The use of regional anesthesia (RA) for anterior cruciate ligament (ACL) reconstruction reduces morphine consumption, the time spent in the post-anesthesia care unit (PACU) and the hospital readmission rate. However, RA failures due to delays in the induction of anesthesia and its unpredictable success rate (Cuvillon et al. Ann Fr Anesth 29:710–715, 2010; Jankowski et al. Anesth Analg 10.1213/01.ANE.0000081798.89853.E7) can lead to disorganization of the operating room (OR) schedule. The hypothesis is that performing RA outside the OR will significantly reduce the OR occupancy time relative to using general anesthesia (GA). The primary objective was to compare the OR occupancy time between RA and GA when performing ACL reconstruction.

Methods

This was a retrospective, single-center study of data collected prospectively from consecutive patients operated by a single surgeon between January 2019 and December 2020. The patients undergoing ACL reconstruction were divided into two groups based on the type of anesthesia they received (GA, RA).
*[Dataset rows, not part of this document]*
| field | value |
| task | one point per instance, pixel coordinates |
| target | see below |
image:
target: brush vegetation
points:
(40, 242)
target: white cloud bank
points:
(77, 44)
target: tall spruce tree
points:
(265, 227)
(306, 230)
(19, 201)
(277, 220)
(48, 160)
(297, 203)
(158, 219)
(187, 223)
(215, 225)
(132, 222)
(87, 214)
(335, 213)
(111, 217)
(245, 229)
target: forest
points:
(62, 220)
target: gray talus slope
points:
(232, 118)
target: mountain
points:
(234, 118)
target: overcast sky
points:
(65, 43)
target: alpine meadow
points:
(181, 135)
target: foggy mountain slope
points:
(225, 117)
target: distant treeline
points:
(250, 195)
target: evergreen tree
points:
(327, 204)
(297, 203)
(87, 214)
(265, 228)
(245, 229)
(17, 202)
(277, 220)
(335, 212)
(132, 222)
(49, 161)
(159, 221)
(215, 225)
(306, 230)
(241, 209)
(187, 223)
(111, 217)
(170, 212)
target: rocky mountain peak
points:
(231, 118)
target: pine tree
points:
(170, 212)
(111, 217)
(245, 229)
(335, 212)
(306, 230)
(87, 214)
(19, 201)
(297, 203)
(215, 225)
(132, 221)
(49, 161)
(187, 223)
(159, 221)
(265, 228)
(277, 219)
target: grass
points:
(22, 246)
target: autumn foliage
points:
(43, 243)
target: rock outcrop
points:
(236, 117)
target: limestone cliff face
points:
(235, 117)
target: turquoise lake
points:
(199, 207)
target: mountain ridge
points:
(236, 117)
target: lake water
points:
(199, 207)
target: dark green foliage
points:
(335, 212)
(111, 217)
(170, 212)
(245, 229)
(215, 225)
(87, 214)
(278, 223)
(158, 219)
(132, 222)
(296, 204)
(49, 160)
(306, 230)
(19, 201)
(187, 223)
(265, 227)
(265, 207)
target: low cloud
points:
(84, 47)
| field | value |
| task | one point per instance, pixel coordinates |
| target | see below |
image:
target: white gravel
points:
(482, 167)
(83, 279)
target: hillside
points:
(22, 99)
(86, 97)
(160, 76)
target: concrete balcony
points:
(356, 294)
RA consisted of a quadruple peripheral nerve block (femoral, sciatic, obturator and lateral femoral cutaneous nerves). The durations of the perioperative stages of the patient’s journey in the OR suite were compared between these two groups.

Results

The analysis involved 469 ACL reconstructions: 356 GA and 113 RA. The two groups were comparable in age, gender and ASA score (American Society of Anesthesiologists). The OR occupancy time for ACL reconstruction with RA was reduced by a mean of 13 min (70 ± 12 SD vs. 83 ± 14 SD; P < 0.0001) and the PACU time by 41 min relative to GA (P < 0.0001). The entry–incision time was reduced by an average of 8 min and the end–exit time by 3 min (P < 0.0001). The care time in the PACU was reduced from 84 ± 35 to 46 ± 26 min (P < 0.0001). However, performing anesthesia outside the OR (i.e., in a RA block room) did not reduce the turnover time (n.s).

Conclusion

Performing RA outside the OR reduced the OR occupancy time by nearly 20% relative to using GA for ACL reconstructions.

Level of evidence

Level IV.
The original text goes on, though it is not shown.